And the Elantra delivers that in droves. Inside and out, there's not a cheap part and not a single bad angle. It looks elegant, expensive, and well-built. And it's more of the same from behind the wheel. The steering is path-accurate. The brake pedal feels positive, with immediate bite and response. Handling is excellent on smooth surfaces. The ride quality is surprisingly supple, with excellent body control. The cabin is quiet. The 1.8-liter engine produces 148 hp, but only 131 lb-ft of torque, so it needs lots of revs to keep up with traffic. That's no problem, since it's relatively quiet, smooth, and unobtrusive (under 6000 rpm, anyway-the highest couple hundred rpm on the tach are accompanied by a determined, somewhat harsh note). The six-speed automatic is ready, willing, and able to pull off big downshifts with the utmost of smoothness-and redline upshifts are similarly well executed.
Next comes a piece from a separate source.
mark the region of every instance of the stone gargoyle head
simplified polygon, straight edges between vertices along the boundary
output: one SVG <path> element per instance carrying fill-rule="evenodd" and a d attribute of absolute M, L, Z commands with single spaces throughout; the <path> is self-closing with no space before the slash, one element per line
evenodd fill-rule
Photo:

Unfortunately, the six-speed automatic has an unacceptably long first gear, making off-the-line getaways far slower and more labored than in, say, the Jetta or Cruze, both of which squirt off the line with short first gears.
The only cheap touch in the Elantra's interior is the hard plastic on the backs of the fold-down rear seats; it's easily scratched and will show its age quickly. Otherwise, every touch point is padded, and the leather-wrapped steering wheel on uplevel Elantras feels great. (So do the heated leather seats.) The climate controls are not only easy to use, but far better looking than anything else in this class (and the vent fan is surprisingly quiet.) The infotainment interface is merely okay unless you order navigation-some of the functions require multiple steps to access.
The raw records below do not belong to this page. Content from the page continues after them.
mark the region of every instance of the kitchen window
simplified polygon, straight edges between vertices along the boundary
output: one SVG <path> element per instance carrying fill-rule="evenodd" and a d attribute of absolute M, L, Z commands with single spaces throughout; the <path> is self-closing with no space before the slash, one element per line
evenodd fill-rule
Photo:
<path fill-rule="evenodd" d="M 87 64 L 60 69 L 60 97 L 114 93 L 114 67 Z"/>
The back seat of the Elantra offers suitable amounts of space, but the sloping roof really cuts into headroom -- a problem that the other expensive-looking car in this class, the Jetta, doesn't have. But the Hyundai's interior materials are a world better than the VW's. And the Jetta's base 2.0-liter 8-valve engine is no match for the Elantra's 16-valve 1.8-liter, not in power or economy or refinement. The optional 2.5-liter five-cylinder is a far better match for the Jetta. Of course, it comes at a price -- in additional MSRP and diminished fuel economy
You won't mistake the Elantra for a Volkswagen GTI or a BMW 3-series from behind the wheel, but as a practical commuter, there's not much to complain about. And that's what this type of car is about -- comfortable, economical, and practical. Right now, it's without question at the top of its class, and until the next Ford Focus goes on sale, we have no doubt that it'll remain there.